Saturday, May 29, 2010
Brian's Interviewing Skills
I guess Brian Williams was absent from journalism school on the day they taught the lesson about how to conduct an interview. Brian's Friday interview with Grand Isle, Louisiana mayor David Camardelle wasn't an interview, it was--well, I'm not sure what it was. In an interview, the interviewer asks specific questions of the subject. The questions should be pointed and precise and meant to elicit specific answers that will allow the viewers to get a better understanding of the situation. Brian's "questions" were so broad that Camardelle's answers gave us little added insight into what was going on in the Gulf.

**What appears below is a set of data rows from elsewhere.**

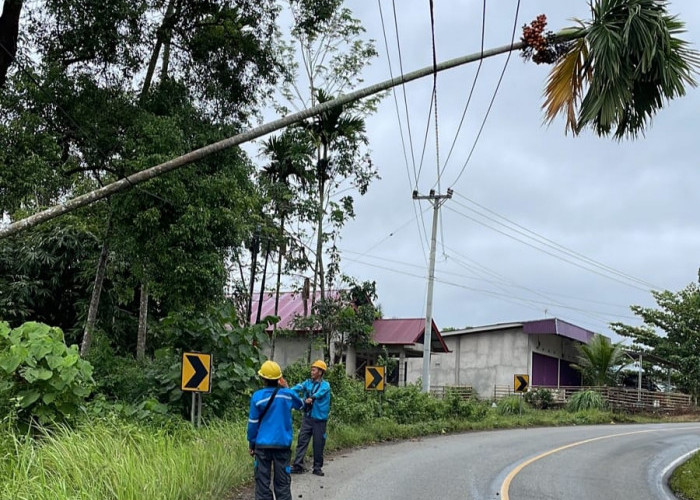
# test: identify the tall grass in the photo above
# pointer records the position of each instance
(116, 460)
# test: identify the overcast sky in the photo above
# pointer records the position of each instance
(541, 224)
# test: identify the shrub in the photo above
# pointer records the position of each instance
(46, 379)
(586, 400)
(539, 398)
(509, 406)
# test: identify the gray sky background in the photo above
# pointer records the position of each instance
(541, 224)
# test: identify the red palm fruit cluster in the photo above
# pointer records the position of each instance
(532, 35)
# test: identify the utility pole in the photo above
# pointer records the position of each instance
(436, 200)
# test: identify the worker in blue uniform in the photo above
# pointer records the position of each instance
(316, 394)
(270, 433)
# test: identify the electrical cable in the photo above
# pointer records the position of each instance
(493, 98)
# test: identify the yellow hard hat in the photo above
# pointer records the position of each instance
(319, 363)
(270, 370)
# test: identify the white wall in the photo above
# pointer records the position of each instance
(480, 360)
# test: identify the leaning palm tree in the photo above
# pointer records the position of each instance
(600, 361)
(620, 68)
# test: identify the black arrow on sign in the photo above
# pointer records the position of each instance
(200, 372)
(376, 378)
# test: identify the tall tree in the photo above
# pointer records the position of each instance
(626, 63)
(672, 332)
(330, 44)
(600, 361)
(290, 157)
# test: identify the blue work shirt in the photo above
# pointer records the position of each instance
(275, 428)
(320, 392)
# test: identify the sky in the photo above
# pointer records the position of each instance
(541, 224)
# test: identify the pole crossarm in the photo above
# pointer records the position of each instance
(254, 133)
(437, 200)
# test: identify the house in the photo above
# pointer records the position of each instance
(400, 338)
(486, 357)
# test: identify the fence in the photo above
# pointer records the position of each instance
(622, 398)
(464, 391)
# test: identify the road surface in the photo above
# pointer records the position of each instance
(578, 463)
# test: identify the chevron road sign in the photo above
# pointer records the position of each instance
(196, 372)
(520, 382)
(374, 378)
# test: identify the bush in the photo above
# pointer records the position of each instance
(539, 398)
(509, 406)
(42, 376)
(586, 400)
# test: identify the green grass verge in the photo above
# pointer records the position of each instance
(111, 459)
(685, 480)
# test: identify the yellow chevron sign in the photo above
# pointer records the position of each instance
(520, 382)
(196, 372)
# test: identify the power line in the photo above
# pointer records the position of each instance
(545, 251)
(493, 98)
(471, 91)
(554, 245)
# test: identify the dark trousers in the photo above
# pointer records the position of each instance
(311, 428)
(270, 461)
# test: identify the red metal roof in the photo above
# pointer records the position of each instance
(401, 331)
(386, 331)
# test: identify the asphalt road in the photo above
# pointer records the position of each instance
(582, 462)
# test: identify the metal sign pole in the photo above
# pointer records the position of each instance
(194, 394)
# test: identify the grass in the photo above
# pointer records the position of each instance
(117, 460)
(685, 481)
(111, 459)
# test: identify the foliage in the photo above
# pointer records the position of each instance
(45, 378)
(628, 63)
(235, 352)
(43, 273)
(684, 480)
(539, 398)
(671, 332)
(510, 405)
(113, 458)
(599, 361)
(586, 400)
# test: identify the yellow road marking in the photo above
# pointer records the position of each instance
(509, 478)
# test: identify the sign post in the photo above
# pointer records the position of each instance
(520, 384)
(196, 378)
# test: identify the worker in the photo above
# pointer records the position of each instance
(270, 433)
(316, 394)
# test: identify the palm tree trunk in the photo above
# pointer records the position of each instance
(96, 291)
(277, 286)
(262, 282)
(267, 128)
(143, 318)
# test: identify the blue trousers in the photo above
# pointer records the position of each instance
(310, 427)
(269, 462)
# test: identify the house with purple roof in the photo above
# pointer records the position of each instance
(401, 338)
(485, 357)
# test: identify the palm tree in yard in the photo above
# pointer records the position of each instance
(290, 155)
(600, 361)
(620, 68)
(336, 134)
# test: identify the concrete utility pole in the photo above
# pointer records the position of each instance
(437, 200)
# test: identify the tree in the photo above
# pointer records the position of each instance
(600, 361)
(329, 42)
(290, 156)
(626, 63)
(671, 332)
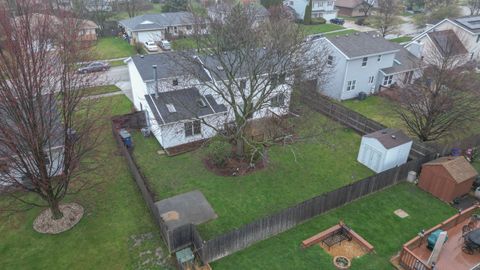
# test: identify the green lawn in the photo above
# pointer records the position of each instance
(341, 33)
(401, 39)
(111, 48)
(321, 162)
(377, 108)
(115, 215)
(104, 89)
(321, 28)
(372, 217)
(157, 8)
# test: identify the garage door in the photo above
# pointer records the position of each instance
(149, 36)
(372, 158)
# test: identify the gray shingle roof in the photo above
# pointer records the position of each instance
(362, 43)
(186, 104)
(471, 23)
(406, 62)
(390, 137)
(447, 42)
(158, 21)
(168, 66)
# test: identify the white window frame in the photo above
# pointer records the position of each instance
(364, 61)
(371, 79)
(191, 129)
(387, 80)
(351, 85)
(330, 59)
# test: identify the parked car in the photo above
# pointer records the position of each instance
(165, 45)
(94, 67)
(338, 21)
(151, 46)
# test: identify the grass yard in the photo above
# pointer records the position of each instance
(401, 39)
(115, 217)
(111, 48)
(104, 89)
(377, 108)
(341, 33)
(321, 162)
(372, 217)
(321, 28)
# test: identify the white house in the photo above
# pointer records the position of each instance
(365, 62)
(461, 33)
(384, 149)
(321, 8)
(183, 110)
(156, 27)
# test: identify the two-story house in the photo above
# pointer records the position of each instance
(321, 8)
(182, 109)
(365, 62)
(460, 36)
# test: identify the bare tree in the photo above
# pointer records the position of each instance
(385, 17)
(445, 100)
(251, 65)
(474, 6)
(46, 129)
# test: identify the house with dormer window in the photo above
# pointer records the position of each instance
(365, 62)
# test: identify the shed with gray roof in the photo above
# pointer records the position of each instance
(384, 149)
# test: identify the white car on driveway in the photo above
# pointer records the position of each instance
(151, 46)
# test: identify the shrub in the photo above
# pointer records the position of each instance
(318, 20)
(218, 151)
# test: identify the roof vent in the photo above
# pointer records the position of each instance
(201, 103)
(171, 108)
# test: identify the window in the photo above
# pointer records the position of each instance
(330, 60)
(387, 80)
(370, 79)
(243, 84)
(364, 61)
(351, 85)
(278, 100)
(193, 128)
(3, 166)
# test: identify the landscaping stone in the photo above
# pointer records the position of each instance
(72, 213)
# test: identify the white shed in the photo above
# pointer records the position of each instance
(384, 149)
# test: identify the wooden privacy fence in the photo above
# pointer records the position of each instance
(352, 119)
(264, 228)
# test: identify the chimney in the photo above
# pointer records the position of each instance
(155, 77)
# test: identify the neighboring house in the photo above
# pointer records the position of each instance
(353, 8)
(156, 27)
(182, 110)
(366, 62)
(321, 8)
(462, 34)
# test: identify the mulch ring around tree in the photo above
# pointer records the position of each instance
(235, 167)
(72, 213)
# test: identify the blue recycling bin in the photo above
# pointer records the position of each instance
(126, 138)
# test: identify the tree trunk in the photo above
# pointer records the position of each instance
(56, 213)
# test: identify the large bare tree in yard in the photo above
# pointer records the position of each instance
(46, 127)
(249, 61)
(385, 17)
(445, 100)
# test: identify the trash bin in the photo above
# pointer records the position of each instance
(126, 138)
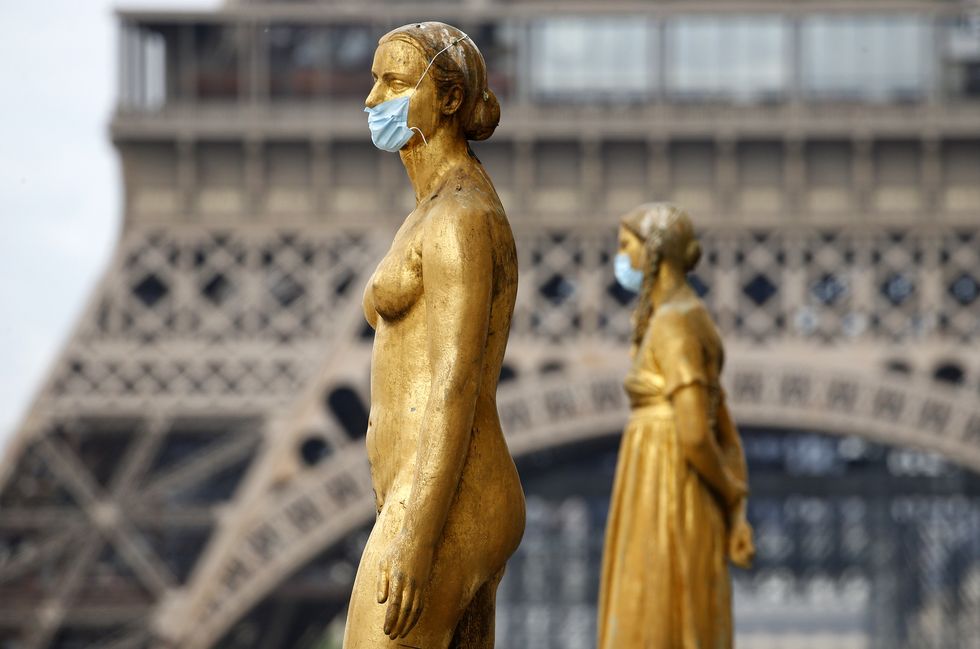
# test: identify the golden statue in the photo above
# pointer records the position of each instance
(449, 501)
(678, 503)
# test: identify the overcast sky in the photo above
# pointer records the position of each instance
(59, 179)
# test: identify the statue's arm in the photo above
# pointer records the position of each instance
(700, 447)
(731, 443)
(680, 356)
(741, 548)
(457, 272)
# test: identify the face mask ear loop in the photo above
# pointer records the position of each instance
(425, 72)
(433, 60)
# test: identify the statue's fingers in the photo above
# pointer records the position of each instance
(382, 582)
(394, 604)
(416, 611)
(405, 610)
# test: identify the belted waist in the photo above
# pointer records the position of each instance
(656, 409)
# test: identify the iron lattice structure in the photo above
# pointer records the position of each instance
(192, 472)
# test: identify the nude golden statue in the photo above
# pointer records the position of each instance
(449, 501)
(678, 504)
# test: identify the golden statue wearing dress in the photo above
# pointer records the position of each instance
(450, 508)
(677, 513)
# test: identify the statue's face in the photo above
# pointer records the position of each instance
(632, 245)
(397, 68)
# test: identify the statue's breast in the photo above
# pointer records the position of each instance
(397, 282)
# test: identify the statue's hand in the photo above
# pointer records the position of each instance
(402, 577)
(741, 549)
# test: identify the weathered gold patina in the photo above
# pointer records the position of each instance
(450, 504)
(678, 504)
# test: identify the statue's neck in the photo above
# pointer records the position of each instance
(428, 163)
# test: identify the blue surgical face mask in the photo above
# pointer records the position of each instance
(628, 277)
(388, 120)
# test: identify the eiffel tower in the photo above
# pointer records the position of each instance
(192, 473)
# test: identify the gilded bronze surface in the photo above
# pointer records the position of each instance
(678, 506)
(449, 501)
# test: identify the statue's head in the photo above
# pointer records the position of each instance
(659, 233)
(655, 235)
(443, 72)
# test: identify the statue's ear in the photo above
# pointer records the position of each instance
(453, 100)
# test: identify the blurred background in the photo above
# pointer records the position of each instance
(191, 473)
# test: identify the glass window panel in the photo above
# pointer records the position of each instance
(883, 58)
(216, 51)
(319, 61)
(736, 58)
(583, 59)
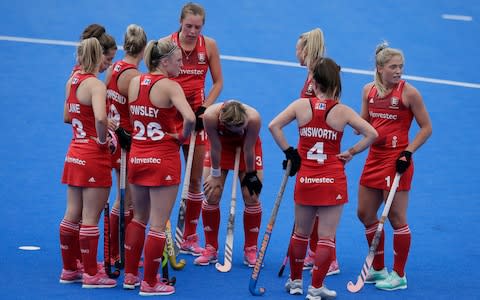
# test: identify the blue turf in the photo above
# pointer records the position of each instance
(444, 207)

At one point, Camardelle was allowed to ramble on uninterrupted for two minutes and twenty two seconds. That is inexcusable. As an interview, this deserves a D-. If Brian had ever seen an interview by Amy Goodman (on "Democracy Now"), Katty Kay or Matt Frei (on "BBC World News America") or anyone on "The PBS Newshour", he would have a good idea of what an interview should be. Those interviews are incisive and focused--unlike Brian's. This is typical of Brian's style. Don't ruffle feathers--always be Mr. Nice Guy. Appeal to the viewers' emotions instead of providing them with information. To see a prime example of Brian's interviewing skills (or lack thereof), check out his "interview" with Chrysler executive Jim Press from the 11/13/07 Nightly News (if it is still available). Brian asks Press a series of softball questions that allow him to go on and on about what a great product Chrysler is. It was as if Press wrote the questions himself (for all we know, he did). If Brian wants to conduct an interview, he should do a proper one. Giving Camardelle more than three minutes of unregulated Nightly News air time did not do any great service to the viewers.